The Zoe is Renault’s best-selling EV. The company has just started sales of a version powered by a motor developed by its engineers that replaces a motor supplied by Continental. The new motor and its optimized battery combined to increase the Zoe’s range by 30km to 240km (149 miles).
The motor, dubbed the R240, costs less to build than the Continental Q210 unit, Carre said at event at Renault’s engine factory here that builds the new powerplant.
Renault sold 4,653 Zoes in Europe in the first four months, up 153 percent, according to market researcher JATO Dynamics. Last year European sales of the car were 11,005. Carre said the new motor option will help boost Zoe sales by 50 percent in 2016 compared with this year.
Also helping Zoe sales is a 10,000-euro bonus offered by the French government to encourage owners of diesel cars more than 13 years old to buy a new electric car.

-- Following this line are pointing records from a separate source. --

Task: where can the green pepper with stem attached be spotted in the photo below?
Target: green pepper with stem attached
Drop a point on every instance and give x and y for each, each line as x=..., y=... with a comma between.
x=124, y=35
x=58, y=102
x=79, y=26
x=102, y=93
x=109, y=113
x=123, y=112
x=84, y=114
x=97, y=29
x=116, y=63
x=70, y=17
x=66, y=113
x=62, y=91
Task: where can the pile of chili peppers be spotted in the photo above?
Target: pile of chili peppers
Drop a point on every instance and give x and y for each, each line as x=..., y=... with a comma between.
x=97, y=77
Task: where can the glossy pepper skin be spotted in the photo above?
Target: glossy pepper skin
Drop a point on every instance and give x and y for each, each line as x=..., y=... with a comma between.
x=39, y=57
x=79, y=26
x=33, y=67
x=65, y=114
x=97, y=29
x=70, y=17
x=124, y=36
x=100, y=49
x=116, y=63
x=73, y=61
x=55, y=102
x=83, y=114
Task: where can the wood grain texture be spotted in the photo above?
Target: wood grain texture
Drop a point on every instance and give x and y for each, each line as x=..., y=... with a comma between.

Renault does not break out EV profitability but Carre said the company is “clearly not making money” on electric cars. Cutting production costs for the Zoe is important for profitability and also because some governments are reducing incentives to EV buyers, he said.
Renault does not use the same electric motor in the Zoe that Nissan uses for its Leaf EV because Nissan’s motor was not available to Renault when it started design of the Zoe eight years ago, Bertrand Largy, head of development for electric powertrains and batteries, told Automotive News Europe.

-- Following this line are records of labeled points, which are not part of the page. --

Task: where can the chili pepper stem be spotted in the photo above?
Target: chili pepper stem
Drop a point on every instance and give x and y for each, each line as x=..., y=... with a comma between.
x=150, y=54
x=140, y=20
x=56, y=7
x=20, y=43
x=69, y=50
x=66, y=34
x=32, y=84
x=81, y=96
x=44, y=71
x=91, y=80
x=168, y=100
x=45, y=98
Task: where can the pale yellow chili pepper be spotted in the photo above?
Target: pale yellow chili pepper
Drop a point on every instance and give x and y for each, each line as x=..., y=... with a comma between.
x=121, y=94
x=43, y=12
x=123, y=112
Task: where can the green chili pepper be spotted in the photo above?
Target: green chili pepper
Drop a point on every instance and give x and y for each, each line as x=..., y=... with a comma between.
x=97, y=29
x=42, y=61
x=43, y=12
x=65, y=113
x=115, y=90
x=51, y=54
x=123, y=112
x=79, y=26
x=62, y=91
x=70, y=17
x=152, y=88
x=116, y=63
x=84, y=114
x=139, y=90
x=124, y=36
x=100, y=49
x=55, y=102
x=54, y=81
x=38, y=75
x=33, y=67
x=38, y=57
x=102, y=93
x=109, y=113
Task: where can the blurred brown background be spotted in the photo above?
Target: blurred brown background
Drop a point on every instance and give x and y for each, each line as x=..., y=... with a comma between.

Renault will make its new motor available to Nissan, he said. He did not say whether Nissan plans to use the R240.
Largy said one reason the R240 is cheaper to build is because it does not use magnets, which are commonly found in electric motors and use expensive rare-earth materials.

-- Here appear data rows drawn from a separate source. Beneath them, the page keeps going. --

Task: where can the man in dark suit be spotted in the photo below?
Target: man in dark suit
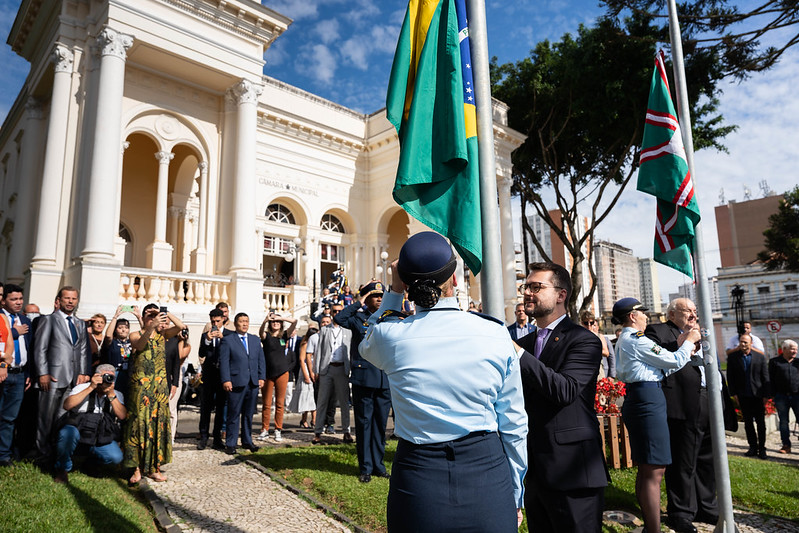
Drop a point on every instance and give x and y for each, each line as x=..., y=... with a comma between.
x=242, y=368
x=747, y=375
x=213, y=397
x=690, y=478
x=62, y=360
x=522, y=326
x=371, y=397
x=16, y=378
x=567, y=475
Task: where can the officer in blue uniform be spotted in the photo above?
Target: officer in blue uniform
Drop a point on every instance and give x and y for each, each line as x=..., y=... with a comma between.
x=371, y=399
x=457, y=395
x=642, y=364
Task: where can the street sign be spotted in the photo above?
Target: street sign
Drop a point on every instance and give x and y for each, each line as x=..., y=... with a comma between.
x=773, y=326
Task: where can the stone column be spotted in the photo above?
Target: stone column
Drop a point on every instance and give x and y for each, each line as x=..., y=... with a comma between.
x=101, y=227
x=198, y=255
x=508, y=248
x=159, y=252
x=44, y=254
x=27, y=175
x=243, y=183
x=246, y=282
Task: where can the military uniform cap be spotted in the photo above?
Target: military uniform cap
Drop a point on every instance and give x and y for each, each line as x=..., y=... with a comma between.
x=426, y=256
x=373, y=287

Renault engineers succeeded in cutting the R240 motor’s size by 10 percent compared with the Q210 without sacrificing performance, the company said in a statement.
Largy said a battery in an EV costs more to produce than the motor but the motor's cost was “still significant.”
Renault will continue to sell a Zoe with the Continental motor. Customers for that model will pay 500 euros more for the Continental version because it is compatible with quick chargers, unlike the R240.
Higher alliance EV sales
Renault and its alliance partner Nissan have invested 4 billion euros [$4.5 billion] in developing electric cars since announcing in 2012 a goal of selling 1.5 million EV sales by the end of this year. The two automakers have sold 250,000 EVs since the Leaf, the alliance's first EV launched, Renault-Nissan said in a statement Wednesday.
Nissan has sold 185,000 electric vehicles globally since December 2010 when the Leaf went on sale, with the U.S. as the Leaf's top market, accounting for 80,000 sales; Japan No. 2 with about 53,500 units; and Europe No. 3 with a volume of about 41,500. Other markets accounted for the remaining 10,000 units.
Renault has sold 65,000 electric vehicles since its first model, the Kangoo Z.E., launched in October 2011.
Through May, the alliance's global EV sales were 31,700, up nearly 15 percent over the same period of last year, the statement said. Its EV sales in 2014 were just over 200,000.